Dettagli Recensione
Top 500 Opinionisti - Guarda tutte le mie opinioni
Il mio cuore umano di Nada Malanima
Nella Toscana degli anni ’50, attraverso gli occhi che “sanno guardare distante” e i sentimenti di una bambina, Nada, l’io narrante, si dispiegano i ricordi della prima fanciullezza segnati da una sensibilità affinata dagli eventi famigliari. Per chi ha vissuto quegli anni a cavallo tra i ’50 e i ’60, ritrova il profumo lontano, ma, ancora, forte di un tempo irripetibile di trasformazioni economiche e sociali di grande impatto emotivo.
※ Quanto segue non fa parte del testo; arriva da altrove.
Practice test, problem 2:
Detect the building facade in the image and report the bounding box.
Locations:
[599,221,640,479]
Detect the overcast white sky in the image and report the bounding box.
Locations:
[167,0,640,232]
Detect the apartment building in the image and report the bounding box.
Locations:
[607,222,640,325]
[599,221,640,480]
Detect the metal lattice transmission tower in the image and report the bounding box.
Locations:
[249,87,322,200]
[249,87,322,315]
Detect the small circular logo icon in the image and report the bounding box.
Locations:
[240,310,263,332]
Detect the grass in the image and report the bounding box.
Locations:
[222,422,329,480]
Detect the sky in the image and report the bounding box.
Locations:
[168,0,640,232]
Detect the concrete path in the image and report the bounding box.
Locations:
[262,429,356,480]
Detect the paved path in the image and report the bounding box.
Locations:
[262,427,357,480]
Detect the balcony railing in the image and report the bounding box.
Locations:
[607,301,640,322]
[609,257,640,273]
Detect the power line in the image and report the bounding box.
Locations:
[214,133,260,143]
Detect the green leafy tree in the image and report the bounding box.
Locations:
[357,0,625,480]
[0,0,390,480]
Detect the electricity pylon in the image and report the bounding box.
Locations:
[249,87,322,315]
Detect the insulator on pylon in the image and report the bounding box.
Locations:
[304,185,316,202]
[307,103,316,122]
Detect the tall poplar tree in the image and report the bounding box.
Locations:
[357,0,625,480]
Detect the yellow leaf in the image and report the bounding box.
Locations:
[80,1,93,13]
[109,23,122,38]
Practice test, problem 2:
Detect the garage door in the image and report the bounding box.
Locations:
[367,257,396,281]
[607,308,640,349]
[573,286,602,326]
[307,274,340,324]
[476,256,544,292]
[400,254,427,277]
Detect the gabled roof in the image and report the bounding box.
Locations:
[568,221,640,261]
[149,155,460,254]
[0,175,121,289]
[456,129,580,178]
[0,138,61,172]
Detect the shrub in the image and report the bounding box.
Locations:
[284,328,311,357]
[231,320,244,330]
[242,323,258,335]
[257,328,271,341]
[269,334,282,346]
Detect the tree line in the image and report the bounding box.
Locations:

La televisione, “La scatola parlante”, al circolo dell’Arci si andava a vedere il sabato il varietà, vissuta come rito collettivo, le vespe sostituite dalle automobili, i servizi igienici in casa… Da una società arcaica, contadina, ritmata dai cambiamenti della natura ad una società industriale che pulsa al ritmo della invenzioni e delle modernità. C’è incanto e stupore di altri tempi ormai mitizzati perché legati a stagioni della vita in cui la scoperta del mondo famigliare e circostante è preludio alla ricerca di se stessi e al perché della propria esistenza. La protagonista vive gli umori, gli amori, le sofferenze e anche le bizzarrie dei suoi famigliari con estrema sensibilità e tanto bisogno d’affetto materno non sempre elargito semplicemente. All’ombra della madre bella, ma sofferente di nervi, di un padre poco incline al dialogo, della sorella tanto amata, della nonna Mora, ruvida di modi, ma ricca di genuina saggezza contadina, Nada, bambina magra e fragile, attraversa l’infanzia solitaria, piena di incubi e scuri pensieri che nessuno conosceva per approdare all’adolescenza in cui il suo cuore, un normale “Cuore umano” moltiplica sensazioni e stati d’animo. E’ un racconto che fluisce limpido come un ruscello di montagna che a tratti, ma solo, a tratti, s’intorbida, non s’avverte nostalgia, piuttosto traluce la semplicità quotidiana del mondo reale: i più intimi e semplici legami tra le persone, un mondo dietro cui si nascondono altri mondi possibili. Uno sguardo il suo che con sofferta acutezza amplia l’orizzonte conoscitivo ( si rifugia nella scrittura poetica, nei libri) riflettendo sul senso dell’esistere, della morte. Sorprende la scrittura piana, lieve, scevra da infarciture retoriche, essenziale senza indulgere in paradigmi stilistici complessi e spesso, segni di meri esercizi letterari.